NOVA HOUSE

Exec. Dir. David C. Long, PhD

Our Mission is to provide quality, integrated services to chemical abusers and substance abusing, mentally ill persons and people who relate to them.  Our services provide opportunities for positive change to adopt a healthier style of life and to enhance the community's quality of life.

Nova House Association Inc.  732 Beckman Street  Dayton, Ohio 45410  937-253-1680     Email us

NOTICE OF PRIVACY PRACTICES

EFFECTIVE: APRIL 14, 2003


 THIS NOTICE DESCRIBES HOW MEDICAL INFORMATION ABOUT YOU MAY BE USED AND DISCLOSED AND HOW YOU CAN GAIN ACCESS TO THIS INFORMATION.

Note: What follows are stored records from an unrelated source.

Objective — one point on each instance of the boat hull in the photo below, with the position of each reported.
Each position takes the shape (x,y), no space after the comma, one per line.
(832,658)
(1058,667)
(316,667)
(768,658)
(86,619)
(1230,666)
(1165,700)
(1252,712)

 PLEASE REVIEW CAREFULLY  

If you have any questions about this notice, please contact Lynette Davis at 937-253-1680 ext 207  

 

WHO WILL FOLLOW THE REQUIREMENTS OF THIS NOTICE

This notice describes our agency’s practices and those of:

  • Any health care professional authorized to enter information into your agency chart.

  • All departments and units of the agency.

  • Any member of a volunteer group we allow to help you while under our care. 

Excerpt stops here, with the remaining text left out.